While the litigation of franchise disputes is a complex process that can involve both significant financial costs and business risks, sometimes litigation is unavoidable.
Litigation usually starts with the filing of a complaint or summons, and may involve court hearings, discovery requests and expert evidence.
Depending on the complexity of the dispute, litigation can take anywhere from one year to many years to resolve.
The conduct of any franchise litigation should take into account the specific interests of each client and any short-term and long-term implications of litigation, while protecting the client's interests throughout the process.
Even if dispute resolution has not been successful before the litigation process has started, the parties may still resolve a matter through other methods once the litigation process has started and the parties are better able to assess their business and financial risks.

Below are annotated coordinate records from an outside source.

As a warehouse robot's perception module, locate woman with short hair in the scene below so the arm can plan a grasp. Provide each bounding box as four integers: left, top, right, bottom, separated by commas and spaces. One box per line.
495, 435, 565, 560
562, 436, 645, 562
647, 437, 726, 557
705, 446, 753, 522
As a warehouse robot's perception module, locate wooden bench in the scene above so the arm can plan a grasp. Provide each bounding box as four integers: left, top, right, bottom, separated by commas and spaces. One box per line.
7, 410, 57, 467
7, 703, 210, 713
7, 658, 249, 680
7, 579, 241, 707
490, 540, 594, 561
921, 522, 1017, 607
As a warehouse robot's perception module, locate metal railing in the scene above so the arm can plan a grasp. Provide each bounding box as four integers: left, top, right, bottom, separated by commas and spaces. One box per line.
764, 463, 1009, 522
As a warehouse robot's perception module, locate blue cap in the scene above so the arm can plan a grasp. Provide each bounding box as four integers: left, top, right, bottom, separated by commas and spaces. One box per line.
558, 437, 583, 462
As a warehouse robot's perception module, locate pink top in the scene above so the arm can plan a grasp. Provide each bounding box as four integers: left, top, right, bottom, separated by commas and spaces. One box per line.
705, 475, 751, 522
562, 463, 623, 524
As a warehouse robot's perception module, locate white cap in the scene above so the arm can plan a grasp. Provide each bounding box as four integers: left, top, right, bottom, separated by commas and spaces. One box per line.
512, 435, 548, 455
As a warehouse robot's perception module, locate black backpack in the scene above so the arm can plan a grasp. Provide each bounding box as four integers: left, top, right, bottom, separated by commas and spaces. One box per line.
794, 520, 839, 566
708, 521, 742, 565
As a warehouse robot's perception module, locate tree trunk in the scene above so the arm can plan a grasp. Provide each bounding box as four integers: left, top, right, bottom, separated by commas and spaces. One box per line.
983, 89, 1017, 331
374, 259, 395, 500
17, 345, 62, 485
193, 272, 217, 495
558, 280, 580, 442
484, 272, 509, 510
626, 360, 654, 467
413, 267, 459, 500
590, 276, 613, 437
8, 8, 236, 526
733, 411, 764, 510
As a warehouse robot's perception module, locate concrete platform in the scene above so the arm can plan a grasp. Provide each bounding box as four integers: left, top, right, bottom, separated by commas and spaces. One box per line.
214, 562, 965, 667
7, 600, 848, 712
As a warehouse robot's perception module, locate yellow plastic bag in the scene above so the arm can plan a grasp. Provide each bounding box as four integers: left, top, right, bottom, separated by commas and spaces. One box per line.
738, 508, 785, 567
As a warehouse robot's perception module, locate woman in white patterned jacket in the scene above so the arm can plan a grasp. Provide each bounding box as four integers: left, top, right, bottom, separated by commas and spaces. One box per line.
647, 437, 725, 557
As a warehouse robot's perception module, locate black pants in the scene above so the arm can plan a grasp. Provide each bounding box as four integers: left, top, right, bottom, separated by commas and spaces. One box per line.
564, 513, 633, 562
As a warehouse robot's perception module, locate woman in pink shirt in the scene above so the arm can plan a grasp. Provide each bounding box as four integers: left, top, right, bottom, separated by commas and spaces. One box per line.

Franchising is a specialist area, so when a franchise dispute arises, a specialist franchise lawyer will generally understand how the Franchising Code, the Australian Consumer Law and your Franchise Agreement are relevant to the dispute.
In addition, a commercially focused franchise lawyer, will understand the day to day practicalities of the franchise industry.
At Haarsma Lawyers, franchising is not just part of what we do, it is what we do.
Our team of skilled and experienced franchise dispute lawyers can provide comprehensive assistance in every step of the dispute resolution process.
Haarsma Lawyers also represents franchisors in resolving disputes with their franchisees. We provide specialist advice on breach notices, enforcement of system standards, compliance with the Franchising Code and protecting your franchise network.